Chiffrage instantané

 

Litiges et recours

Validation d'un devis ou contrat

La majorité des litiges susceptibles de survenir au cours d'un chantier peuvent être évités en s'assurant préalablement que les conditions d'intervention du prestataire sont clairement définies. Tous les travaux doivent faire l'objet d'un devis ou d'un contrat signé avec l'entrepreneur avant le versement d'un acompte. Par ailleurs, demandez à l'entrepreneur de présenter ses attestations d'assurance à jour afin de bénéficier des garanties légales, dès la réception des travaux. Pour éviter les litiges au terme du chantier, la réception des travaux doit faire l'objet d'une grande attention ; les réserves formulées et la somme consignée à cette occasion vous permettront d'obtenir réparation en cas de malfaçon. Avant de vous engager, vérifiez systématiquement les points suivants en présence du prestataire :


- les coordonnées de la société
- le descriptif des travaux (prestation, matériaux utilisés, quantités)
- le prix unitaire ou forfaitaire de chaque prestation (hors taxes et TTC)
- les frais de déplacement
- le montant de la TVA
- la date de début des travaux et leur durée
- le montant des pénalités de retard (le cas échéant)
- les conditions de paiement et la durée de validité de l'offre.

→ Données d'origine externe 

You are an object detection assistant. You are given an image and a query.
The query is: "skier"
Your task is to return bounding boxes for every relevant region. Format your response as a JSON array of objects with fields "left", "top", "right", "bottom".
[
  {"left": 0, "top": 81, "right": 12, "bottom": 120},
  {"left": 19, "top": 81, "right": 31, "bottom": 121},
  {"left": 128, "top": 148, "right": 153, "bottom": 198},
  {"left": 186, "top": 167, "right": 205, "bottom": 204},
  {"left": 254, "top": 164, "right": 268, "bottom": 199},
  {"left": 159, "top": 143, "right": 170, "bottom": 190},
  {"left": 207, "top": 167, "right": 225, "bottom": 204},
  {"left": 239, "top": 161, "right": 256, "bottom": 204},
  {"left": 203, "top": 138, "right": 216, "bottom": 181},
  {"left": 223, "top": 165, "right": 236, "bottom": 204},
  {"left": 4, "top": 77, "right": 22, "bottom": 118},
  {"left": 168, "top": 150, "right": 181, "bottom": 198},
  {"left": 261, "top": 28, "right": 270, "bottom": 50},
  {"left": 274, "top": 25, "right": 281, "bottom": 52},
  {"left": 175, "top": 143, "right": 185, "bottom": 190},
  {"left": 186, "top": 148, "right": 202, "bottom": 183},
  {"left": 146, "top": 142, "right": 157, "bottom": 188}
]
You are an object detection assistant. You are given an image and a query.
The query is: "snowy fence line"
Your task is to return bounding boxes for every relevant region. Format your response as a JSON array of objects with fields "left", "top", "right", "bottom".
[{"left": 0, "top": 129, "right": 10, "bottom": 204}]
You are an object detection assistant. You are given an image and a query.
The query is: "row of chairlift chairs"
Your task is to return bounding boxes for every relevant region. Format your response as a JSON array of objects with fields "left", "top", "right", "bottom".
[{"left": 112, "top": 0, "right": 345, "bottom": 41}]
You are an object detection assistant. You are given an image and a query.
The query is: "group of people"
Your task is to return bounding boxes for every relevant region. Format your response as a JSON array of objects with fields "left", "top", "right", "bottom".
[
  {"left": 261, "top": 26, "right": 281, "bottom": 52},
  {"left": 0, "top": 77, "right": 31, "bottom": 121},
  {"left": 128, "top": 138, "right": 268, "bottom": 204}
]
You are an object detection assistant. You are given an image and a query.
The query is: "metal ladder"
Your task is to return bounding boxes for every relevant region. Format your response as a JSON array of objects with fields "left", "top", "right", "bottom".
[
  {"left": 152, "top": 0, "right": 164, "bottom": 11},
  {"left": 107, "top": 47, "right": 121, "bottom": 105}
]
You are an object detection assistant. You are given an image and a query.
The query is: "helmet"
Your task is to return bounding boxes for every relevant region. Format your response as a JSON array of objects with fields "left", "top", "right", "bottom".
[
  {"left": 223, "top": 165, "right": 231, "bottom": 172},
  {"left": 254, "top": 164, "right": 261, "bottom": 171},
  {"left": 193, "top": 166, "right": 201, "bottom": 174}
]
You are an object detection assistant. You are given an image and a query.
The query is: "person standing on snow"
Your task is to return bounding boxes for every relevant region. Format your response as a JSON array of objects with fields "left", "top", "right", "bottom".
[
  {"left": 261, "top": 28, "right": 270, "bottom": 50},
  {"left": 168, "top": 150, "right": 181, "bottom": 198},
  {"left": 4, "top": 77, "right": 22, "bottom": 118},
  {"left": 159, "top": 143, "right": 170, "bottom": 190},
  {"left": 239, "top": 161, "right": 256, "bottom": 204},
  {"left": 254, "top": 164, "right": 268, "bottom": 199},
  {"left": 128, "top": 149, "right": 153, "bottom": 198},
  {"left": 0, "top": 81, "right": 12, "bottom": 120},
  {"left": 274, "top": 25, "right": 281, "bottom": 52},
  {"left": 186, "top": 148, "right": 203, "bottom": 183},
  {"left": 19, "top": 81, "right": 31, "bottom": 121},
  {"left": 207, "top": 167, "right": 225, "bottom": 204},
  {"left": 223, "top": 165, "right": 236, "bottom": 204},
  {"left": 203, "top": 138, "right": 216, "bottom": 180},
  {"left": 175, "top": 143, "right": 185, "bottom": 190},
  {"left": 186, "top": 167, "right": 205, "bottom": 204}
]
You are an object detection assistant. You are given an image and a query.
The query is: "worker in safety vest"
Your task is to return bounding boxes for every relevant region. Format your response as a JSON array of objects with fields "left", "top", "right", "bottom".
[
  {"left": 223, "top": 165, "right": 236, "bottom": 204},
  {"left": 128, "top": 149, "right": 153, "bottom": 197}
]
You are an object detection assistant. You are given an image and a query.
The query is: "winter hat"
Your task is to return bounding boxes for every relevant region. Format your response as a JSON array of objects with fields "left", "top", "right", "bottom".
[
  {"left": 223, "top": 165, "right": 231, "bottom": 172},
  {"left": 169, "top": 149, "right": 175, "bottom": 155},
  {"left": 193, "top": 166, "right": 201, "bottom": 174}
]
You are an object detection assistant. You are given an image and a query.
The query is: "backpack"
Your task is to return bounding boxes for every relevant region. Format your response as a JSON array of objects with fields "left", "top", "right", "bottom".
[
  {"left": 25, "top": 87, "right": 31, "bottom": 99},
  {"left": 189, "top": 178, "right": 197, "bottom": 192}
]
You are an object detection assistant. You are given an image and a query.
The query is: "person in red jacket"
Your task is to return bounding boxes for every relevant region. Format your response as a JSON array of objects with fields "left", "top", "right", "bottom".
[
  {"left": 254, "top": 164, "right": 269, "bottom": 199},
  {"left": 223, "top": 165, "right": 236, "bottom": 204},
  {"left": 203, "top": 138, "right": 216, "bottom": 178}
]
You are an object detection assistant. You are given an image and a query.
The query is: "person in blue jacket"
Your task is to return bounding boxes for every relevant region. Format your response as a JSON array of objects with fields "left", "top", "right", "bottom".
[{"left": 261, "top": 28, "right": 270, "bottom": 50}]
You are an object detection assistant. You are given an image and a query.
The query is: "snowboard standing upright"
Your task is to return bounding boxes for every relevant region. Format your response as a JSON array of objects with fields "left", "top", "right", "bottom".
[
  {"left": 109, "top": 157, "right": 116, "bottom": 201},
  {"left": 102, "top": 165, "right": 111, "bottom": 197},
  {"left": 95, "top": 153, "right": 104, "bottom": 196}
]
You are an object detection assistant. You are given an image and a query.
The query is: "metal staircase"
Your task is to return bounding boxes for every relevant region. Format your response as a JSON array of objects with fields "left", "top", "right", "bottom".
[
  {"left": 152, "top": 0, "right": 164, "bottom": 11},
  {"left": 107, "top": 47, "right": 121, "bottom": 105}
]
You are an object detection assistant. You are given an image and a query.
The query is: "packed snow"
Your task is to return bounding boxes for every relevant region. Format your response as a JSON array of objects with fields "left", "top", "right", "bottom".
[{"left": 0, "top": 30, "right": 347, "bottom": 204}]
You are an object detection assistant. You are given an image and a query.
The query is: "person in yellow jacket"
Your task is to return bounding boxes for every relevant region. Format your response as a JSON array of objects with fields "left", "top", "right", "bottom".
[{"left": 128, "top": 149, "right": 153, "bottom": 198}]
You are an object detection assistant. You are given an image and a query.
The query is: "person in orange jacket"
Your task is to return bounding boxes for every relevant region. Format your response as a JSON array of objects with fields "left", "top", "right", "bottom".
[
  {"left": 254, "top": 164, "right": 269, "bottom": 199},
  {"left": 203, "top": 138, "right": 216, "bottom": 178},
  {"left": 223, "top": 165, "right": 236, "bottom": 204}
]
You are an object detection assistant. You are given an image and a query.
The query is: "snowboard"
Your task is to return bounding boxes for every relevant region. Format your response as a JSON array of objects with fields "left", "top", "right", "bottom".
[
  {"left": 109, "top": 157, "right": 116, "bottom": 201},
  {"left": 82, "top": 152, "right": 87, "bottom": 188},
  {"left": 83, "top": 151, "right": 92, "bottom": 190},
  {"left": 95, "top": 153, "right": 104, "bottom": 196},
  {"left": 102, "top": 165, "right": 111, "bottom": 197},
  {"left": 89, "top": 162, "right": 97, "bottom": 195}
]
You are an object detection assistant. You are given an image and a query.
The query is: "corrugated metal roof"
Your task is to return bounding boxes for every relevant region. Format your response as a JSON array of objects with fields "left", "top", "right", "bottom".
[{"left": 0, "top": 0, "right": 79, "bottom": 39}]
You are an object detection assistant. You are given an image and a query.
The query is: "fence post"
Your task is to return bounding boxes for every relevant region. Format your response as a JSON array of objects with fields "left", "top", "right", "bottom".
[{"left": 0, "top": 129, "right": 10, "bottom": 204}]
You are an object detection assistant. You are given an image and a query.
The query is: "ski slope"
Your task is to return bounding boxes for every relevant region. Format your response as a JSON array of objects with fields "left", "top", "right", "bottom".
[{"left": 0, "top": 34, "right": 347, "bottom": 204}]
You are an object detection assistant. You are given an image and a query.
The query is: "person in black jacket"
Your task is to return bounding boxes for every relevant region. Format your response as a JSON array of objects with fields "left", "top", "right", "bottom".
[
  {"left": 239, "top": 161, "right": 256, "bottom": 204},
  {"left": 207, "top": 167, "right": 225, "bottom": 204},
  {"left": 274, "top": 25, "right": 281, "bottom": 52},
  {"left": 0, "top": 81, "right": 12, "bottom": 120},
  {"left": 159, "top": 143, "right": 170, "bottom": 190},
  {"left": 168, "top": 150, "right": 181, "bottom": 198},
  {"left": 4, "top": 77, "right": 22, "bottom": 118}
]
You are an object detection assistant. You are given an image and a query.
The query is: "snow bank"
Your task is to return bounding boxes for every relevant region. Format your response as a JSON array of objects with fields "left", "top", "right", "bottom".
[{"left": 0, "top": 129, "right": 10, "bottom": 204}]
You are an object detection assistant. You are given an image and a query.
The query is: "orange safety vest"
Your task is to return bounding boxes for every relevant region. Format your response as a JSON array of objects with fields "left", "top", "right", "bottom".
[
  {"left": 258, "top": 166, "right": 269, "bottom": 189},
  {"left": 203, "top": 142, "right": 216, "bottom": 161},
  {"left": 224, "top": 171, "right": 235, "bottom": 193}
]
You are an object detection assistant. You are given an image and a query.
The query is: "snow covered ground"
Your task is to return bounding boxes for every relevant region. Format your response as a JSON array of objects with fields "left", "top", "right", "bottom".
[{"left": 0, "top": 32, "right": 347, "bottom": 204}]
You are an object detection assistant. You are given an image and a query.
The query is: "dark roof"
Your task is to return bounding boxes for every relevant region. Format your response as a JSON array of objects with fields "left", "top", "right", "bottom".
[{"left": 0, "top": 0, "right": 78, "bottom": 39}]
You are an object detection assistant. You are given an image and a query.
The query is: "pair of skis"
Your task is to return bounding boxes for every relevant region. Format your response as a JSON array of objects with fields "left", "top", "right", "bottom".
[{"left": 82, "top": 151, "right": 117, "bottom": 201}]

En cas de doute, n'hésitez pas à demander toutes les précisions nécessaires afin de compléter un devis ou un contrat approximatif, avant de le signer. Un contrat insuffisant sera complété par un avenant comprenant un grand nombre de travaux supplémentaires, dont le montant sera plus difficile à négocier une fois les travaux commencés… Les termes du contrat prennent effet après l'avoir daté et signé, précédé de la mention « bon pour travaux » ou « bon pour accord ». Toutefois, certaines clauses abusives ne peuvent pas être appliquées même à l'appui d'un document signé :

- la possibilité pour l'entrepreneur de changer les conditions du contrat (nature et prix de la prestation) après l'avoir signé.
- l'exclusion des responsabilités légales du professionnel
- la limitation des actions en justice ou des voies de recours par le particulier
- une pénalité disproportionnée imposée au client en cas de non-respect de ses engagements


Les recours

Avant de rechercher auprès d'un tribunal une solution susceptible de coûter beaucoup de temps et d'argent, il convient de ne pas rompre le dialogue avec l'entrepreneur ou l'artisan pour rechercher une conciliation. Si le conflit persiste, la présence d'un médiateur permet souvent d'atténuer les tensions. Les tribunaux d'instance proposent le service d'un conciliateur ou médiateur civil pour parvenir à une solution à l'amiable (son jugement n'est pas contraignant). En cas de malfaçon ou d'un dommage provoqué sur le chantier, il est également possible de vous adresser directement à l'assureur de l'entreprise concernée pour être dédommagé. Pour vous opposer à une clause abusive, vous pouvez demander à la juridiction civile d'ordonner sa suppression, le cas échéant sous astreinte (les associations de défense des consommateurs pourront relayer votre requête).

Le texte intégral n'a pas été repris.